It’s 7.15pm on a weeknight.  Mr Ueckerman is out at a dinner.  The boys and I have eaten and I’m cleaning up.  I ask Mr 6 to help Mr almost-4 to put on his pyjamas and read him a book, though not entirely sure how that will pan out.  He happily agrees; he loves being a helpful big brother… mostly.

Ten minutes later, I peek in to their bedroom.  There they are, on one of the beds, Mr 6 reading a book to his little brother.

It’s one of those moments that make you stop, absorb the scene and file it away for later.  It doesn’t matter that 45 minutes ago they were both complaining because I didn’t cook spaghetti for dinner.  This is one of those moments that I’ll cherish forever.  My two boys, together, reading, sharing a book.  The family ritual of us parents sharing a book with them before bedtime has become so ingrained that they can do it without us.  Of course, it will be many years before I will stop reading to them, but it feels like my mission has succeeded.
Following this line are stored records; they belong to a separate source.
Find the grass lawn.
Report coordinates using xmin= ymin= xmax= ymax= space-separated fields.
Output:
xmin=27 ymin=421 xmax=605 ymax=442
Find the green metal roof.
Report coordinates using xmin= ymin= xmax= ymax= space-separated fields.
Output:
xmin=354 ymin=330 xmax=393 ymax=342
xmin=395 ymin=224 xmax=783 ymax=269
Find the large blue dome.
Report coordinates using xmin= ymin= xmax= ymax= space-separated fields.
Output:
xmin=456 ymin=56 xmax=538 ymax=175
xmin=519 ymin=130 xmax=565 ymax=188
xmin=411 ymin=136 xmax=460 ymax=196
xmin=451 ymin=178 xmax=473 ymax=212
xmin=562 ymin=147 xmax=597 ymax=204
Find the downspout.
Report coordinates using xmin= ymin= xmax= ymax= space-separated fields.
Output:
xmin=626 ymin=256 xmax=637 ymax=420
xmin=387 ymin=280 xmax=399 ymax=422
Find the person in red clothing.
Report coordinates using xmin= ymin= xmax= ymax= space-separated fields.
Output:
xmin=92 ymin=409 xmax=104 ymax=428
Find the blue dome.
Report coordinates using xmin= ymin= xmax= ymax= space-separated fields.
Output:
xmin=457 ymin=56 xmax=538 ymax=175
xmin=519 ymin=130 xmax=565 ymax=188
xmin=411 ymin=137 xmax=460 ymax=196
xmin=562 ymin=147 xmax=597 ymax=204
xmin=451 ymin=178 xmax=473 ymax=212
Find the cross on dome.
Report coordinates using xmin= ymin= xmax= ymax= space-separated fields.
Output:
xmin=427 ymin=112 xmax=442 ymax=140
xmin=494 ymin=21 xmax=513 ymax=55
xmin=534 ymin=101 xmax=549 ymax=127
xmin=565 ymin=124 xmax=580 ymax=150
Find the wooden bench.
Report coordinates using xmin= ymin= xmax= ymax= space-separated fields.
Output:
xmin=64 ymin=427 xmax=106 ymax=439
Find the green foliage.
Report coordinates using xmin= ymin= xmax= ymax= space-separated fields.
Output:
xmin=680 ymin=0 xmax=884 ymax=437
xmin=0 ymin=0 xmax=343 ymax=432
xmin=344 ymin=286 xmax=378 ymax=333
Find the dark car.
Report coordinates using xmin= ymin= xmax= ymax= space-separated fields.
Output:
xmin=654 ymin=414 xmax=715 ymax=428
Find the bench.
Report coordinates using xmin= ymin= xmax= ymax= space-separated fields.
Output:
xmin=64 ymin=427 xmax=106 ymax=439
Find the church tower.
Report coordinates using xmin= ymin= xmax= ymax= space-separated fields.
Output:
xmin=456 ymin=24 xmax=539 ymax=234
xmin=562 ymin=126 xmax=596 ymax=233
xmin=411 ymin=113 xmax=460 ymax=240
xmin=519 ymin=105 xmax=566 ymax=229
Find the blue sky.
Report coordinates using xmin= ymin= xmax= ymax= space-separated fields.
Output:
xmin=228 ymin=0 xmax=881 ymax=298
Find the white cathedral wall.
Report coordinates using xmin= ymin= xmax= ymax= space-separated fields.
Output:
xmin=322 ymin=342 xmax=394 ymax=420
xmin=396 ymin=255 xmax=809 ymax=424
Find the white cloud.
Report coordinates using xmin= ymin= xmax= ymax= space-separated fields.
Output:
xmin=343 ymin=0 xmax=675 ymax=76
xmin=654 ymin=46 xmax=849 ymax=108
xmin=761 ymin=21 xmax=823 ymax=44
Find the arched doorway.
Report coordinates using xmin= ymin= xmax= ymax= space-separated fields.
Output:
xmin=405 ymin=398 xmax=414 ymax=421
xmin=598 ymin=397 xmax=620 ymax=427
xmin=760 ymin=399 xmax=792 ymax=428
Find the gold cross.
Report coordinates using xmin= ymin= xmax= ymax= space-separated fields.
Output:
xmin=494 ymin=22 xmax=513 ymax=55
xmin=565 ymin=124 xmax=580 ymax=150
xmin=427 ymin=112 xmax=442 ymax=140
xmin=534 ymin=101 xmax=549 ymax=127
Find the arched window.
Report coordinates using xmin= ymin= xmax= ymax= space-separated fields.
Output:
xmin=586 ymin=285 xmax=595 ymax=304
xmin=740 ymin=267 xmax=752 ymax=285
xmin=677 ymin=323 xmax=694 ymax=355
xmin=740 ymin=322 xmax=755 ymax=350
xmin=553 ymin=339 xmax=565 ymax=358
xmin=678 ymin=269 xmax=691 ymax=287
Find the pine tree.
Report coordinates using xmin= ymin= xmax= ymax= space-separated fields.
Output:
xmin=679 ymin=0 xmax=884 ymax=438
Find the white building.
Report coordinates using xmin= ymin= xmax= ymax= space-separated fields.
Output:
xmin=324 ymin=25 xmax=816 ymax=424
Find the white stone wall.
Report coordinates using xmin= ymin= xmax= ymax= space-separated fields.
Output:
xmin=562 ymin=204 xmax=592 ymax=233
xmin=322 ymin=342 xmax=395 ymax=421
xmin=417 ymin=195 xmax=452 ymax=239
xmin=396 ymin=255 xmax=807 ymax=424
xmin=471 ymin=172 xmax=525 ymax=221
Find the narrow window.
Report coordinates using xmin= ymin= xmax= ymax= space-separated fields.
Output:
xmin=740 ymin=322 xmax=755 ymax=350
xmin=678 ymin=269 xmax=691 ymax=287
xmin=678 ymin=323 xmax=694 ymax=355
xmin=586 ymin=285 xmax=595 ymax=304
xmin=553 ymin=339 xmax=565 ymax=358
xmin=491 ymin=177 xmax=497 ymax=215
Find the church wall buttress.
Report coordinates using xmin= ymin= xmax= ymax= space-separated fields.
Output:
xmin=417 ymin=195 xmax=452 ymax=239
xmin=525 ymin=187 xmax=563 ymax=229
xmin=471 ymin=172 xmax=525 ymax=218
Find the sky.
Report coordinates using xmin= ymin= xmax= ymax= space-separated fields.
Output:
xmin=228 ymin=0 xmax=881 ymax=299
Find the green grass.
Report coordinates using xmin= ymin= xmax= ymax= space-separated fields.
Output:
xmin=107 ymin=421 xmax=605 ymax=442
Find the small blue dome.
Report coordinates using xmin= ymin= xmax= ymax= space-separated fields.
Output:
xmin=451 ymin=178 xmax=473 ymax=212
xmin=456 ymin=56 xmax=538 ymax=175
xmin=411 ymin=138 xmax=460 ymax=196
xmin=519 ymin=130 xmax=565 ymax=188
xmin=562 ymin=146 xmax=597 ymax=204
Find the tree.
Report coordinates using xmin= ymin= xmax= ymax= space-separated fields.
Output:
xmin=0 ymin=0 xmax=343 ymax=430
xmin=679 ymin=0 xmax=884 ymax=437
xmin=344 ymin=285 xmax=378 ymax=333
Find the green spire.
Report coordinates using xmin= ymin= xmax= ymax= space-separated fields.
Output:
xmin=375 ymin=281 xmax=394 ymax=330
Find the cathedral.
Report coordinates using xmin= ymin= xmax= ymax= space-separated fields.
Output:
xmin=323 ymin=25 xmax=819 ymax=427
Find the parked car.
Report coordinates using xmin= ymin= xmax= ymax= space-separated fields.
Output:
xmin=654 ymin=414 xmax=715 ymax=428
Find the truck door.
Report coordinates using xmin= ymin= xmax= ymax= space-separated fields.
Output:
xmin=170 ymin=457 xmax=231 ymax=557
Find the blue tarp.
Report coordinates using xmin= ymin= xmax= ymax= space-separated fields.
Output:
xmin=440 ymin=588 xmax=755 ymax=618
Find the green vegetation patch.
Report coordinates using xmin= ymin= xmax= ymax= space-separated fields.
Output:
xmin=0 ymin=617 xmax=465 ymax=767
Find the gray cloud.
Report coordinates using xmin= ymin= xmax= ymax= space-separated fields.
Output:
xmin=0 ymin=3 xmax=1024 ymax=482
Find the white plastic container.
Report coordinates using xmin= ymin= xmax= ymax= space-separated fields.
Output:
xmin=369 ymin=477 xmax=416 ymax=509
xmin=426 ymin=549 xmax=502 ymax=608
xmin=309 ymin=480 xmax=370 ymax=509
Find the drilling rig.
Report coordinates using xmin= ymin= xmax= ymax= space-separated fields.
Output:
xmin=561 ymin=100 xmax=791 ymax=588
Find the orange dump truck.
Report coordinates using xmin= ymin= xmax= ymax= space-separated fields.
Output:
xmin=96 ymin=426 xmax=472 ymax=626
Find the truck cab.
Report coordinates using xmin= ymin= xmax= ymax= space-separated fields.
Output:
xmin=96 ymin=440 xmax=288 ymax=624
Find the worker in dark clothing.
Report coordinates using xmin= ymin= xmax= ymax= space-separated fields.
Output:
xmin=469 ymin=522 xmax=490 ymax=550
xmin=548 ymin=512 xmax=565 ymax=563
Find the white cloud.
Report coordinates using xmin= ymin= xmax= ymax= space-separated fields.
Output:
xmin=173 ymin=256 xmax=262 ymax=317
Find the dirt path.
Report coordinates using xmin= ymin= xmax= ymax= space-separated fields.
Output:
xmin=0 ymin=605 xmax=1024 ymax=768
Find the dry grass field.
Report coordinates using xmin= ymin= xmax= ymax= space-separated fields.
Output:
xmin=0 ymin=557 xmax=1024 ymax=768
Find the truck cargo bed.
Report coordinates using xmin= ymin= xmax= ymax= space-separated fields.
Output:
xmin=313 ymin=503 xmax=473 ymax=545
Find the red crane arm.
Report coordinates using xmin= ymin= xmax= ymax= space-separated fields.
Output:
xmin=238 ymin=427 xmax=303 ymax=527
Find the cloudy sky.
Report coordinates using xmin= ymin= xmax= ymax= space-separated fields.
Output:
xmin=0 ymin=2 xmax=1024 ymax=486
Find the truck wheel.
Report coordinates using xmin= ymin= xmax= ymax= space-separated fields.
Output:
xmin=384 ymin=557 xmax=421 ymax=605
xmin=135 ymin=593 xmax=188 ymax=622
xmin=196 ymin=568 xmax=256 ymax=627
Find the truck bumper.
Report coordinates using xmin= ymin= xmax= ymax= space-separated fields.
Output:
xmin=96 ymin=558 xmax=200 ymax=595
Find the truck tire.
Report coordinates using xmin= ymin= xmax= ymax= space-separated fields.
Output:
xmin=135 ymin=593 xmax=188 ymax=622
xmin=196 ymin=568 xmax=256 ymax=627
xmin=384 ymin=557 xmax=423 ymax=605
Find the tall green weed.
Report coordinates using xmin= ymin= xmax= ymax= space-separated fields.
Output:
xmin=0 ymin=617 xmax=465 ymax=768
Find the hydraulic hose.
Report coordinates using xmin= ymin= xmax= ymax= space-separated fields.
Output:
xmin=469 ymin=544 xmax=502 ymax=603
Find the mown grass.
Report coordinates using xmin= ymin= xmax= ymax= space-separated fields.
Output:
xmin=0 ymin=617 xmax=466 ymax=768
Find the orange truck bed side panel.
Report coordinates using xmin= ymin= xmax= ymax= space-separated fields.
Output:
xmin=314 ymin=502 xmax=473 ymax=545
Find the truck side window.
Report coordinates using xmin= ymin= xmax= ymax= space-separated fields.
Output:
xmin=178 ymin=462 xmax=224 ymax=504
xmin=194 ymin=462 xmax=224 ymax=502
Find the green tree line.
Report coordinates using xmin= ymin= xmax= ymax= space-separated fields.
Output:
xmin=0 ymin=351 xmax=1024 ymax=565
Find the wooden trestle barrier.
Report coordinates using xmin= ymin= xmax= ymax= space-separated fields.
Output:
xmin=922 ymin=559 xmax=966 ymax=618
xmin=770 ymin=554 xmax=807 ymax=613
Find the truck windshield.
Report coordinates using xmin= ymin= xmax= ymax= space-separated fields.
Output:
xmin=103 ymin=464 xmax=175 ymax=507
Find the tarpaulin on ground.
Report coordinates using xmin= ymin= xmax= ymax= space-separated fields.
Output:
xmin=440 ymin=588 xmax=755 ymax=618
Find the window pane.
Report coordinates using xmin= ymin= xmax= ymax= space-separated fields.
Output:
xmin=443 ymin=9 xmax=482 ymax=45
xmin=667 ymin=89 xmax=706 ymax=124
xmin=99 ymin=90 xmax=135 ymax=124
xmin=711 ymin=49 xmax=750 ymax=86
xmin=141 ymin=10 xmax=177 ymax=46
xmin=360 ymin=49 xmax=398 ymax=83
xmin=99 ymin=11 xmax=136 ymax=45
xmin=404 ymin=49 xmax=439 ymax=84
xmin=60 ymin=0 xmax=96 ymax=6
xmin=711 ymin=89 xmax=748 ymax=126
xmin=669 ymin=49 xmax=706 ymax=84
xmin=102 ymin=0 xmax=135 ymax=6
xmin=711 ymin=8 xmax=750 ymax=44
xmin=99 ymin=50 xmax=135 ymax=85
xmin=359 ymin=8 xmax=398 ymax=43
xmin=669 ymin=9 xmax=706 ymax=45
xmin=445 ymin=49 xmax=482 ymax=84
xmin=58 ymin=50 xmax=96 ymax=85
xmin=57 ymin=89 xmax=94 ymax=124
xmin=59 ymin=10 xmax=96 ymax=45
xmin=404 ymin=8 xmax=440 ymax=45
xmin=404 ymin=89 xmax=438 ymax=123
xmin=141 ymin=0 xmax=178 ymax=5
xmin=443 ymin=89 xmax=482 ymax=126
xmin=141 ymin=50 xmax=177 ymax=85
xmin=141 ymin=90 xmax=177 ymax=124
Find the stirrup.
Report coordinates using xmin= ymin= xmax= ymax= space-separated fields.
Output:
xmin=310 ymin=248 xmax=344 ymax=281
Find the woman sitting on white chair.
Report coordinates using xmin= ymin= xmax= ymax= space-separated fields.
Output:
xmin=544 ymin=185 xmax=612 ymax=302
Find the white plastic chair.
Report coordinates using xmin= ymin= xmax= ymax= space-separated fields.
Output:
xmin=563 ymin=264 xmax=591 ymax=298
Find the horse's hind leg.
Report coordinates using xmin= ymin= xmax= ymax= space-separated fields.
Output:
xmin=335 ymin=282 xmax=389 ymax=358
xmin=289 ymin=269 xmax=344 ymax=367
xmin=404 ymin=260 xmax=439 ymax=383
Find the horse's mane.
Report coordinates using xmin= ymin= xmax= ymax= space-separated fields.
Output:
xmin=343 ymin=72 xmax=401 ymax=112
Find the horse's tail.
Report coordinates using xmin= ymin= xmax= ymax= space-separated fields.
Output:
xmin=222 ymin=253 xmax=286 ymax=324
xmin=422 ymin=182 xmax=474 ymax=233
As a book lover, there was never a doubt that I would read to my children daily.  It was something I really looked forward to.  But it wasn’t until my eldest son was four months old that it occurred to me that I should just start already.

We were in a hotel room in Melbourne, visiting from our (then) home in Amsterdam. He was lying on the bed and we’d just returned from a gathering with my family during which my sister had given him a selection of Beatrix Potter books. It just seemed right that I should read The Tale of Peter Rabbit to him right then and there.  The broad smile throughout the entire reading told me that I had done the right thing, and I’ve read to him every day ever since.

I would read before every nap, before bed-time and on-demand.  Early on, his dad also realised that this was a special bonding activity and so would also read to him before bed-time.

When his little brother was born, we continued.  I would feed the baby, with the toddler beside me and a book in my hands.  Reading continued as a part of our bed-time routine.  “Just one more book”, was (and still is) a phrase commonly heard in our household.

Later on, I came across Mem Fox’s book Reading Magic, which talks about the importance of reading to children daily from birth and how this process has a substantial impact on their learning to read.

My eldest son was actually resistant with learning to read.  Maybe he was afraid we would stop reading to him.  Maybe he didn’t like the hard work.  While Mem Fox isn’t a fan of phonics, he began to learn phonics at school and this gave him a simple framework to begin reading and gave him the confidence he needed to get going.  He quickly surpassed the phonics stage and improved rapidly.

Now my youngest son is showing us the fruits of all this reading – he decided to read a Spot book to me a few days ago.  One we hadn’t read in months.  While he was very interested in phonics last year, he has shown no interest in reading this year.  But it seems, all this time, he was learning to read anyway.  He’ll be four soon.

But more than just my children learning to read, there are other advantages to our reading together.  Mr 6 adores this time as “us” time – when his brother is just settling into bed, we are finally getting to spend some valuable time together and this is when he opens up about his problems, speaks candidly about his day and asks questions that are on his mind.

It also helps with the bed-time routine.  The bath/pyjamas/teeth part of the routine happens quickly when they know that the quicker they do it, the more time they have for books.  And, while there are usually requests for one more book or one more page, it helps to define when it’s time for lights out.  They know that after the last book, it’s time for sleep, and then they go off to dream land full of stories from books and feeling connected after spending close bonding time with me and their dad.  The impact of this on their behaviour and their general happiness cannot be understated.  Connection is one of the key drivers in children’s behaviour; connected kids are much more likely to want to do good, to want to please.

And don’t forget the myriad facts, phrases and snippets of knowledge they are learning from these books.  The periods in history that are covered; the range of emotions the characters feel; the endless possibilities of the imagination.  These are all valuable lessons! Tonight we were learning about gorillas and black panthers and sign language and Arthurian Legend.  From a children’s adventure story.

And when I say “we”, I mean it.  There’s still plenty left for me to learn.